Walkiria estava feliz, muito feliz, mas não conseguia ter o mesmo entusiasmo que a sócia.
- A Nahima disse-me que vai fazer mais alguns vídeos, que causarão um impacto maravilhoso para as nossas vendas.
-Não temos como remunerar essa mulher...
-Ela não quer dinheiro. Mas eu vou fazer algo para retribuir...simples, mas efetivo. Ei, estás bem? Estou aqui exultante e tu pareces apenas...normal...sei lá. Estou doida?
Walkiria levantou da cadeira e andou de um lado para o outro até posicionar-se à frente da janela. Cruzou os braços e encostou a cabeça no vidro.
-O que aconteceu, Wiki?

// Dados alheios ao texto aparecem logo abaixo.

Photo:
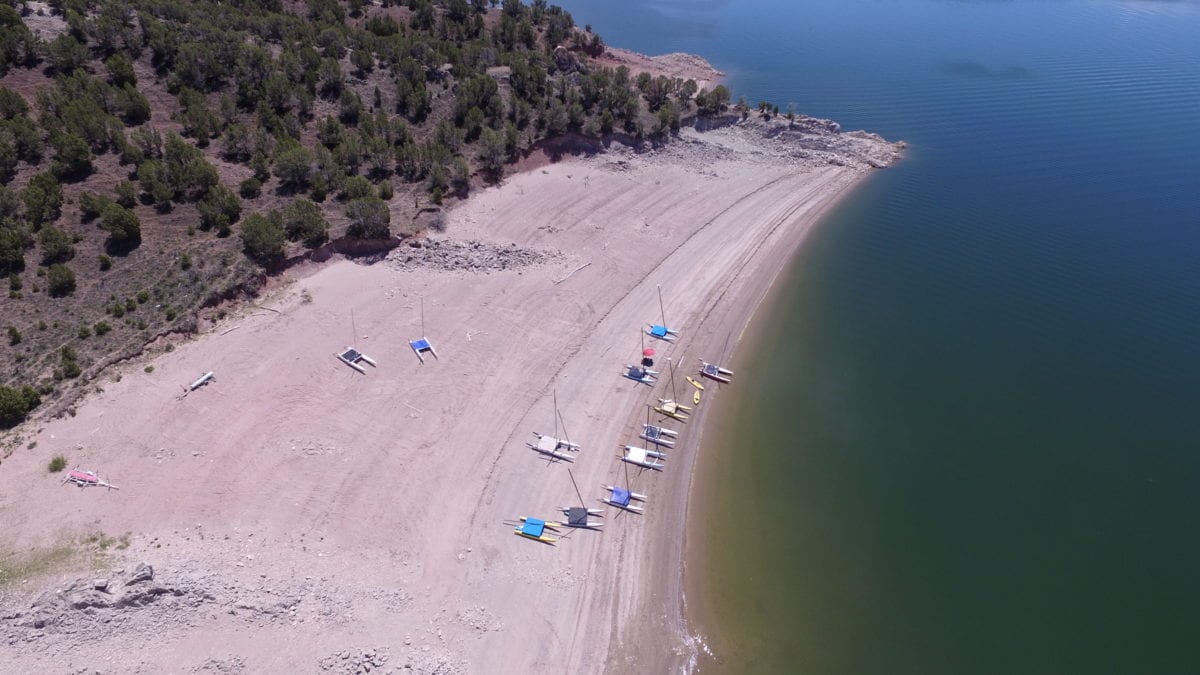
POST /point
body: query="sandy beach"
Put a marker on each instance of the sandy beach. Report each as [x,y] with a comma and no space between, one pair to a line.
[303,517]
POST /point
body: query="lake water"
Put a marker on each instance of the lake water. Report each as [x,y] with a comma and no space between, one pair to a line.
[969,437]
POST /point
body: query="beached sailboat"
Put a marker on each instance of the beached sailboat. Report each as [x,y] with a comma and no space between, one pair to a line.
[623,499]
[535,529]
[352,357]
[660,330]
[553,446]
[658,435]
[714,371]
[670,407]
[577,518]
[642,375]
[643,458]
[87,479]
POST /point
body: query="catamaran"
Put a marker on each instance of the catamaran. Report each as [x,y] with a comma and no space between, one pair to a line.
[658,435]
[535,529]
[714,371]
[675,411]
[643,458]
[87,479]
[660,330]
[639,374]
[577,517]
[553,446]
[352,357]
[621,497]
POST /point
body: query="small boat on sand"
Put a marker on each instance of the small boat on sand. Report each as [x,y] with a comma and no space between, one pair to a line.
[577,517]
[553,446]
[658,435]
[641,457]
[672,410]
[622,499]
[87,479]
[663,333]
[714,371]
[639,374]
[535,529]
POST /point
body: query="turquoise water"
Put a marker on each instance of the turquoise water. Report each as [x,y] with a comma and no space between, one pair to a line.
[969,438]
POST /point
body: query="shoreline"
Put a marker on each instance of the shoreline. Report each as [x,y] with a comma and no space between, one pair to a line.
[699,615]
[339,512]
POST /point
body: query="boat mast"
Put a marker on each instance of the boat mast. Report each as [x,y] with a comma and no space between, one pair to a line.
[675,396]
[660,305]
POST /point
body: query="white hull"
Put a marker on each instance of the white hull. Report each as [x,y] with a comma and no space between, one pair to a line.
[555,454]
[635,449]
[636,496]
[630,507]
[715,371]
[663,431]
[657,440]
[547,442]
[591,511]
[646,464]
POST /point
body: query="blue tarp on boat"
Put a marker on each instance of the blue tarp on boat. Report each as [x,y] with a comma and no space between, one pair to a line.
[533,526]
[621,496]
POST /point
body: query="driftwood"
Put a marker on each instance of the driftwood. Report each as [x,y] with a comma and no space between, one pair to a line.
[573,272]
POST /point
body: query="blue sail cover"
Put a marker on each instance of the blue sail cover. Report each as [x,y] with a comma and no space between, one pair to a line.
[621,496]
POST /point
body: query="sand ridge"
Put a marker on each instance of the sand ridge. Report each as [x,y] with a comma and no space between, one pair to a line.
[331,513]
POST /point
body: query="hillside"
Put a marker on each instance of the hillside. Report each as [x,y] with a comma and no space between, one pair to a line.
[160,159]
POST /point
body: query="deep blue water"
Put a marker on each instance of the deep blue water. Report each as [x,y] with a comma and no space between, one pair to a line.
[969,440]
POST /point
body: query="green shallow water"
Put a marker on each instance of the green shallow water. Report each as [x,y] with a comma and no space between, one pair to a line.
[965,438]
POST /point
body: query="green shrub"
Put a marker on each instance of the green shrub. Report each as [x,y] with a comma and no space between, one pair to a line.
[357,187]
[262,238]
[16,404]
[123,226]
[60,280]
[303,221]
[251,187]
[70,363]
[370,219]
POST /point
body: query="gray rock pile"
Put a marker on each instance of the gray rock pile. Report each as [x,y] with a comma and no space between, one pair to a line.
[93,607]
[465,256]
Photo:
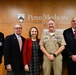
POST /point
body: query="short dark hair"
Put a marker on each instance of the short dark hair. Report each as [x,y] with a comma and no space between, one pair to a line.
[30,32]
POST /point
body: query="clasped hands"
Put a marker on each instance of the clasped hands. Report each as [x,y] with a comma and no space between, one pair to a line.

Saíste daqui feliz para ir à Praia, encontrar a tua amiga, sair um pouco da rotina, mas parece que as coisas não correram muito bem.
-Com a Leida foi tudo maravilhoso. As coisas estão a melhorar por aqui, mas ainda não podemos celebrar. - Mudou de assunto. - Talvez paguemos o banco, as despesas daqui, mas não dá para respirar de alívio. - Concluiu, voltando ao desânimo.
- Walkiria, há duas semanas, sequer tínhamos perspectiva de pagar a parcela do banco, que dirá, pagar o banco e as contas do hotel. Consegues ver o copo meio cheio, por favor?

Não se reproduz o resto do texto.